Una iguana verde adulta puede llegar a medir más de un metro y treinta centímetros, por lo que necesita un terrario de al menos tres metros de largo, pero sobre todo que sea muy alto, para poder tener ramas a las que trepar, ya que las iguanas necesitan estar sobre ramas más o menos altas. El terrario deberá de cumplir unas determinadas condiciones de humedad y temperatura y, en caso de que no le de el sol directo, tener luces de calor que lo suplan.

Algunas enfermedades de las iguanas, como la salmonelosis, son transmisibles a las personas, por lo que el animal debe de estar correctamente cuidado y con sus revisiones veterinarias correspondientes.

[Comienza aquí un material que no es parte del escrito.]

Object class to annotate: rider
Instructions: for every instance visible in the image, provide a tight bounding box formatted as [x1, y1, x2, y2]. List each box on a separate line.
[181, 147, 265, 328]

El especial carácter de este animal

Hay casos de gente que tras hacerse con una pequeña iguana se han visto con un animal con una actitud agresiva que impedía cualquier contacto con ella y que usaba su cola como un auténtico látigo. ¿Es este el auténtico carácter de las iguanas?

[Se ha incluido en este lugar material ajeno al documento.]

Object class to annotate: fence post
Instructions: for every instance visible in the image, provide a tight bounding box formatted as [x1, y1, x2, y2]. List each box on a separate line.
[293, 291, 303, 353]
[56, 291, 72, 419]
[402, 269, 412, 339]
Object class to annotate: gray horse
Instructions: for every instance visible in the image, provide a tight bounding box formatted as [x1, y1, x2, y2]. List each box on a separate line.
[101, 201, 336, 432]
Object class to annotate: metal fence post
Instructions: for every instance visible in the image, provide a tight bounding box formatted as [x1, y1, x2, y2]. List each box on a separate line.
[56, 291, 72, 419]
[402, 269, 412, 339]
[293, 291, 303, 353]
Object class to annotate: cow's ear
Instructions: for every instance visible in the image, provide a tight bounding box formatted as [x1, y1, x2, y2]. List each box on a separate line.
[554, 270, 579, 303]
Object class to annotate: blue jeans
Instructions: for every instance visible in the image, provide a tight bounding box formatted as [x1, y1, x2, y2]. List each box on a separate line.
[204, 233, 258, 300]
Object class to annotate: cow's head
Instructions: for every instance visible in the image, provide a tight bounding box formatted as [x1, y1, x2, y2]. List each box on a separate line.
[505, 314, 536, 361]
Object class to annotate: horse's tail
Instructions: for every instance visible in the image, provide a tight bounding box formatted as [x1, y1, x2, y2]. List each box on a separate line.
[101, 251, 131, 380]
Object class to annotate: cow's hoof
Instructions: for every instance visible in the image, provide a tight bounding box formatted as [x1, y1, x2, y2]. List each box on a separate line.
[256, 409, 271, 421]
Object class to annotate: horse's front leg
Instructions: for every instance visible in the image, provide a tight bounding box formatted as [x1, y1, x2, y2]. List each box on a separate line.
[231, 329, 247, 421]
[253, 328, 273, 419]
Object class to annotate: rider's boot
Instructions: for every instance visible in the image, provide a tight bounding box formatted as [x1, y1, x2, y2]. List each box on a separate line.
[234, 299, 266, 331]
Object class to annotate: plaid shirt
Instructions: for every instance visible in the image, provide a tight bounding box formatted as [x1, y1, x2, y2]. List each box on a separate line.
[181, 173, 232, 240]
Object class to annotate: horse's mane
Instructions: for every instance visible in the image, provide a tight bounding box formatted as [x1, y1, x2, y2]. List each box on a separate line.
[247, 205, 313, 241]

La iguana no suele ser la mejor mascota posible para una casa

La verdad es que no, son animales dóciles y tranquilos, pero que toleran muy mal los cambios de hábitat. Cuando nos llevamos a casa a nuestra iguana, si esta sufre un cambio radical, puede sentirse tremendamente nerviosa y estresada. Esto hace que se sienta amenazada y pueda convertirse en un animal hosco y que no quiera contacto humano.

Es algo que debemos de tener en cuenta cuándo escojamos a nuestra iguana, es mejor comprarla en una tienda dónde esté en un entorno muy definido que podamos imitar en casa y que ya haya tratado con personas. Jamás deberíamos de comprar una que viva en libertad para encerrarla en un terrario.

A pesar de su caracter, su uso como mascota se ha generalizado

No son cariñosas

Tampoco podemos esperar de la iguana que sea un perro o un gato. Si buscamos un animal para achuchar, dar mimos y que juegue con nosotros, la iguana no es la mascota que queremos.

No sienten necesidad de interactuar con las personas y si bien pueden llegar a hacerlo por la costumbre, siempre va a ser un contacto limitado y a la manera de los reptiles. Esto es evidente para cualquier persona que conozca el carácter de los reptiles, pero por desgracia muchas personas se lanzan a comprar una iguana desconociendo lo más básico y esperando de ella cosas que jamás le va a dar.